News round-up 21/8: Cameron backs housing sell-off
Your daily media round up of all the key stories affecting local government
Housing
Prime minister David Cameron has urged local authorities to “step up” their efforts to sell off their expensive council houses to build cheaper ones, despite concerns that such a policy would amount to “social cleansing,” reports the Financial Times. Critics have warned that the move could lead to poorer people being forcibly moved to less desirable areas, creating ghettos. The National Housing Federation has described the idea as “fundamentally flawed”.
Whitehall
Ministers and Conservative backbenchers have scotched proposals to allow top mandarins to work with Labour to help the party write its manifesto, the Daily Mail reports. Reports yesterday had claimed that civil servants could help the opposition develop policy in a bid to prevent policy disasters such as those that have taken place under the coalition.
Playing fields
The row over school playing field sales continues with the Guardian reporting that education secretary Michael Gove forced Warrington MBC to allow a free school to be built on the playing fields of a former school. The fields were used by the community for children’s sports, but the Department for Education argued that the building would consume only one tenth of the site.
Planning
The Daily Telegraph reports that green belt will be protected from development in any further reform of the planning system. It quotes a spokesman for prime minister David Cameron saying: “The coalition agreement commits the government to safeguarding the green belt - that [National Planning] policy framework sets that out very clearly. The policy is as set out in that policy framework.”

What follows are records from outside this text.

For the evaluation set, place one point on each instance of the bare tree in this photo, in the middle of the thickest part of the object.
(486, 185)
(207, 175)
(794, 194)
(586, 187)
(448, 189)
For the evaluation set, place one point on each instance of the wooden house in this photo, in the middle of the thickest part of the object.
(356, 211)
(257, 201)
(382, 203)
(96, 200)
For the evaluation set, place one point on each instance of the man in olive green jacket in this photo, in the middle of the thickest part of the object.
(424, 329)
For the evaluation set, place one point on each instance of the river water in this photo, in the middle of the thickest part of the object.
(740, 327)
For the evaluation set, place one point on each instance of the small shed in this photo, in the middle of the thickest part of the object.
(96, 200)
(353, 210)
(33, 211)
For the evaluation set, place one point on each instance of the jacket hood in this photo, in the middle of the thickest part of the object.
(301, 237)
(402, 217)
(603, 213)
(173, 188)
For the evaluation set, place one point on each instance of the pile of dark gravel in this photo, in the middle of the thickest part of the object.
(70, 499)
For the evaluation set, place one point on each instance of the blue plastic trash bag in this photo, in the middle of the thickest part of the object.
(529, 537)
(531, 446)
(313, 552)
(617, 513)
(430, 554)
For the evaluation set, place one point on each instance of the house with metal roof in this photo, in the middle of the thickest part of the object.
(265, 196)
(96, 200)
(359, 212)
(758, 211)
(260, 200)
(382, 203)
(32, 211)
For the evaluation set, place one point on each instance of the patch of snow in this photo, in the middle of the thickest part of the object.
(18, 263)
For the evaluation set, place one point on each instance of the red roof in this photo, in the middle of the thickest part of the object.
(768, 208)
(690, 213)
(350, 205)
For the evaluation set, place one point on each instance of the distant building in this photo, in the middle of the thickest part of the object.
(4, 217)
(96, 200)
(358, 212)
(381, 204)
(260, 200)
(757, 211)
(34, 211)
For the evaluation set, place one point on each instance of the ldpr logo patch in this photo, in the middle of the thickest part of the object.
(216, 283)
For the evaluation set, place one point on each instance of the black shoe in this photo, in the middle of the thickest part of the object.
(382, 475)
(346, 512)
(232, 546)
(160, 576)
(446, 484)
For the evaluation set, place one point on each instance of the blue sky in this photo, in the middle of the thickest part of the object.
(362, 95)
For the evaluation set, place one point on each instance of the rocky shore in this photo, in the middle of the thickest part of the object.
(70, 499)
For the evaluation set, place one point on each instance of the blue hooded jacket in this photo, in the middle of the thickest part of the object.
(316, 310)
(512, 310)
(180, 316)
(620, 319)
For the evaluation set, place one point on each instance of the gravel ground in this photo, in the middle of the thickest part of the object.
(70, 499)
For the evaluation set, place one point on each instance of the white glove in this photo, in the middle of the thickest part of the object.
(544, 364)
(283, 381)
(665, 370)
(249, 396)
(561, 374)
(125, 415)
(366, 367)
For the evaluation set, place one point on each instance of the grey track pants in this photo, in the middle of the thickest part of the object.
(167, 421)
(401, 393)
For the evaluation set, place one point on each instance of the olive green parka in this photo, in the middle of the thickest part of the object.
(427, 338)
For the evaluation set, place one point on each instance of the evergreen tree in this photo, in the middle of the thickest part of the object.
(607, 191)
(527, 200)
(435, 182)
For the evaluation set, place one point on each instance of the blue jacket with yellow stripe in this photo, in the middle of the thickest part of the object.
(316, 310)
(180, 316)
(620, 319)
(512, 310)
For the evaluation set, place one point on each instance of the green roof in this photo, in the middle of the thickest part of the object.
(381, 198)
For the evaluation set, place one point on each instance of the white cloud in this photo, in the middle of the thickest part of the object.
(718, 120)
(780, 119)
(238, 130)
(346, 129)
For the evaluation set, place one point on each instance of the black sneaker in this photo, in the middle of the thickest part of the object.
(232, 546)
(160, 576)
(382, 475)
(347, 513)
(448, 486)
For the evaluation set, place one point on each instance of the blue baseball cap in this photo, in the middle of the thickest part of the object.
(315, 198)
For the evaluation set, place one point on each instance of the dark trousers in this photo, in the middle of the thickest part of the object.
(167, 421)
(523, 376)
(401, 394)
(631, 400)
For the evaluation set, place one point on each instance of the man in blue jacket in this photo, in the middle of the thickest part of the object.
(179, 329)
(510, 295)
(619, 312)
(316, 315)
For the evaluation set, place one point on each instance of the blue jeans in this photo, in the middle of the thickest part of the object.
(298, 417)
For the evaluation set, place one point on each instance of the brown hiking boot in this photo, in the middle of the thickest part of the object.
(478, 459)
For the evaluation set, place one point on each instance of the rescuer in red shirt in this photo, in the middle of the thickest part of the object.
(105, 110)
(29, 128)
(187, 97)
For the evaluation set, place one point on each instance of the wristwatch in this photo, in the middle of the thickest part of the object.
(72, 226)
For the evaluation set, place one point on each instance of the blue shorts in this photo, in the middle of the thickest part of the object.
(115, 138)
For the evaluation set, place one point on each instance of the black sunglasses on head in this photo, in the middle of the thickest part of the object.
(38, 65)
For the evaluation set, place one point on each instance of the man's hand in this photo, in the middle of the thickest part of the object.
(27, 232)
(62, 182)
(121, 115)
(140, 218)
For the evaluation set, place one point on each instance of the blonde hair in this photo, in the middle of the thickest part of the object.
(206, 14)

But in the Guardian, columnist Ian Birrell argues that much of the green belt is not scenic and performs no useful function, while selling off 1% of it would yield land for 300,000 new homes.
Charity street collectors
The Indepedent reports that tough new rules barring charity street collectors – also known as “chuggers” – from standing near shop entrances came into force yesterday. Although the change is likely to be popular with “hen-pecked shoppers” who routinely avoid the collectors, a valuable source of funding for charities could be choked-off by the new rules, which have been developed by the Public Fundraising Regulatory Association, the paper says. Charities face a minimum fine of £1,000 if their street collectors breach the rules, which also forbid standing within three metres of pedestrian crossings, cashpoints or train and bus station entrances.
Conservation
At least £650m worth of valuable materials are thrown into landfills or burned each year, reports the Guardian. A coalition of businesses and environmentalists, including Friends of the Earth, are demanding urgent action from the government to preserve valuable material, including a ban on reusable materials being dumped in landfills, the paper says. The call comes after a survey by manufacturing company EEF found that 80% of senior manufacturing executives thought that limited access to raw materials hindered growth.